As we drove back to Lowell, we passed by a beautiful, covered bridge in Jackson, New Hampshire. Here are some pictures. Out west you don’t see covered bridges like you see here in New England. This bridge was covered bridge number 51 in New Hampshire. Here are some pictures.
On Thursday night, we were at the chapel when the fire alarms went off in the building. We had just finished teaching the temple preparation class and evacuated along with the college age institute class that was there. The fire department arrived with five full fire engines no less. There was no smoke and after investigating it determined to be a water leak in the attic that had caused a smoke detector to fail.

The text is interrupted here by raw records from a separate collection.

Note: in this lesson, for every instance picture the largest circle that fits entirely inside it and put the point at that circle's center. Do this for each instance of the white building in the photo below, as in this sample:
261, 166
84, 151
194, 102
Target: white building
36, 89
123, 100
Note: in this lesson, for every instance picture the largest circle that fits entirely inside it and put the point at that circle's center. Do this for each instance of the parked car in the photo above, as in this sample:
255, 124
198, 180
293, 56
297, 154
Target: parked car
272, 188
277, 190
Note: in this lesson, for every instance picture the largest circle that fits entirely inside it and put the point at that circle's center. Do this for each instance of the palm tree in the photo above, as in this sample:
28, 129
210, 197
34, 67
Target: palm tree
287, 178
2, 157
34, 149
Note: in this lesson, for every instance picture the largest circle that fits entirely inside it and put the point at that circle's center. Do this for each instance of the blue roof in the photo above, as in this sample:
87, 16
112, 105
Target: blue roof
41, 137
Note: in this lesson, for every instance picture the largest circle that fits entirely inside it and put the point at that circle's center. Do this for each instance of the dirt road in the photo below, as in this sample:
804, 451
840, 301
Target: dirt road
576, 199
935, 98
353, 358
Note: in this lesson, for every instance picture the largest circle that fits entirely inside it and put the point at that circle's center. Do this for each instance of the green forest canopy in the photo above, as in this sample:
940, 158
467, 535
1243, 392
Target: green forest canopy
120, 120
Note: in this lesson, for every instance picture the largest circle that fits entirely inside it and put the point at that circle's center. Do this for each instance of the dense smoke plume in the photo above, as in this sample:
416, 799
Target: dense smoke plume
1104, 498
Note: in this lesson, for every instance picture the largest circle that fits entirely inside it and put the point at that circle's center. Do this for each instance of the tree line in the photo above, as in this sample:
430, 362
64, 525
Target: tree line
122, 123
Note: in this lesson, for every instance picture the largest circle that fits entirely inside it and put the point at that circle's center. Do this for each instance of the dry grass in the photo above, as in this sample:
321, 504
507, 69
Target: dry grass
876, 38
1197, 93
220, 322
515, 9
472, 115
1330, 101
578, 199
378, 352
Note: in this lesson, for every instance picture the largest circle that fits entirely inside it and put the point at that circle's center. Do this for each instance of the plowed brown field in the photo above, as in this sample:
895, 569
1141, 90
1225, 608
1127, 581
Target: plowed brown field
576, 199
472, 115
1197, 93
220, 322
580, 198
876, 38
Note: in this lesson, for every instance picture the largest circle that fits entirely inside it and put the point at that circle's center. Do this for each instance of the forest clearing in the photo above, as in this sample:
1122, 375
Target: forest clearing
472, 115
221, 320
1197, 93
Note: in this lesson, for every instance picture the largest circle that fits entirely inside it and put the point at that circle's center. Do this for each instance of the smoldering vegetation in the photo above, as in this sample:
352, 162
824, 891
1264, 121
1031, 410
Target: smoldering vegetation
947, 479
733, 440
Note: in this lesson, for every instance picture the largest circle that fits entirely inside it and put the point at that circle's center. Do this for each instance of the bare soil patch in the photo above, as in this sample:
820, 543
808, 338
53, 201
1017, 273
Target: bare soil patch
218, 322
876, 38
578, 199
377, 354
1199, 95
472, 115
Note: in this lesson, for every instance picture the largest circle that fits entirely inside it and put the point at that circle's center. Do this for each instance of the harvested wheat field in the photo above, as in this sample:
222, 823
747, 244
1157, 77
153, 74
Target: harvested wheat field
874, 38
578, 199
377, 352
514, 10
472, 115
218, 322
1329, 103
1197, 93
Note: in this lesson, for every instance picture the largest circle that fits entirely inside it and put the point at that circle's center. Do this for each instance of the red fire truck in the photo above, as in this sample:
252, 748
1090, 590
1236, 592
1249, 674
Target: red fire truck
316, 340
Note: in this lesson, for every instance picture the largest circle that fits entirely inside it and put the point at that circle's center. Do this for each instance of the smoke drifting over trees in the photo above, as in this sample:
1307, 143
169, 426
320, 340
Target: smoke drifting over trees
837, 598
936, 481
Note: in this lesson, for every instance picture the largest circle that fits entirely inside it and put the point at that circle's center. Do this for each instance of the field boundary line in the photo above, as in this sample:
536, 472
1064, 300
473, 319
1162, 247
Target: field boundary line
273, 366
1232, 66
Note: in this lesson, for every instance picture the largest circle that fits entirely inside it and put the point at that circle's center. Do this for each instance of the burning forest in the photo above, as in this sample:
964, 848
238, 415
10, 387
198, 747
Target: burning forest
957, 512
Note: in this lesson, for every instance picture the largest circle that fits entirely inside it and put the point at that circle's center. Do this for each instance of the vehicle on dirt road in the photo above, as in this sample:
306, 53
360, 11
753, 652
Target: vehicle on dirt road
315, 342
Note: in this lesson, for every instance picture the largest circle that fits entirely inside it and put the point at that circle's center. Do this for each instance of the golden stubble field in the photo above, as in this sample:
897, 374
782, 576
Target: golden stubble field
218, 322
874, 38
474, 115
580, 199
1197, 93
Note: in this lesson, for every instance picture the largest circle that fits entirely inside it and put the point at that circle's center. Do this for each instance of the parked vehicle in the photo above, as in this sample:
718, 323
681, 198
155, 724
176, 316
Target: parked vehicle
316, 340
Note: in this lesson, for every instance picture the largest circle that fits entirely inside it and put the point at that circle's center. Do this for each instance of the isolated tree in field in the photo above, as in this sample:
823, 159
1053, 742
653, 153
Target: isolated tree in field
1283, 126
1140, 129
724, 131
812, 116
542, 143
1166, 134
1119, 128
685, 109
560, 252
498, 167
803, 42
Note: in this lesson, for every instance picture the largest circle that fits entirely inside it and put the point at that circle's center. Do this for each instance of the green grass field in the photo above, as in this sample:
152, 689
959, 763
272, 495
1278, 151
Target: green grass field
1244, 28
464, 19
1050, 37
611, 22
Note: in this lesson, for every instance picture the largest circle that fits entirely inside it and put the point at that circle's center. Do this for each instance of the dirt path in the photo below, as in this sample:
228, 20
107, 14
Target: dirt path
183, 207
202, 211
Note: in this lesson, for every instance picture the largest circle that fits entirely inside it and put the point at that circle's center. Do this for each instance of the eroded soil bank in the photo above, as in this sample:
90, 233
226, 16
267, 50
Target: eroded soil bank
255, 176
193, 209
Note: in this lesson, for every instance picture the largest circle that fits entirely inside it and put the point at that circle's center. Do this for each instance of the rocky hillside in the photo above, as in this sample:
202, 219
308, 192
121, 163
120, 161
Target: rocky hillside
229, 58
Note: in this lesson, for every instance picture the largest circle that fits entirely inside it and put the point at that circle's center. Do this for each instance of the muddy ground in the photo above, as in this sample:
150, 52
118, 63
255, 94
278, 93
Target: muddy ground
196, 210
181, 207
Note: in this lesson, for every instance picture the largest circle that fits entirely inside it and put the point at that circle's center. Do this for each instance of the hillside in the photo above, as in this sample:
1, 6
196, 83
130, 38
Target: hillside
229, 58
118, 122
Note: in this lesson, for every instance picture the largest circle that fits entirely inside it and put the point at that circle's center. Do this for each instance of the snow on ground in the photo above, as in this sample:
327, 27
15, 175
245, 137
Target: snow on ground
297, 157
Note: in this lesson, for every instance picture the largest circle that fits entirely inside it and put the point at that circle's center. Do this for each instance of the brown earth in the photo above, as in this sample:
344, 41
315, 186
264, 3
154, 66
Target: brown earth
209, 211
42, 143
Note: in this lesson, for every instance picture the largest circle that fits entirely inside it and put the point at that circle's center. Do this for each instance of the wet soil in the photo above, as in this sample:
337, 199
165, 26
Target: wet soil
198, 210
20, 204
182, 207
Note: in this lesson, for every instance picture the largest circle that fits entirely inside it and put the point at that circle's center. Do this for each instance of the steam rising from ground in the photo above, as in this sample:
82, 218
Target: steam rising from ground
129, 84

Finally, here is a picture of the missionaries in the Lowell District. Two of them are finishing their missions in the next few days, Sister Wilkins and Sister Taylor. There will be transfers this week and others will probably be moved to new areas. After five months we get attached to these young people and it will be a bittersweet moment saying goodbye.
7/31/2022 06:28:26 pm
Not loving heights, either, it made us nervous just reading about your experience ascending the mountain. We love reading your inspiring updates! We pray for you daily.
Michael S Zollinger
8/13/2022 01:40:00 pm
Thank you for your comments. We miss you both and hope you are well.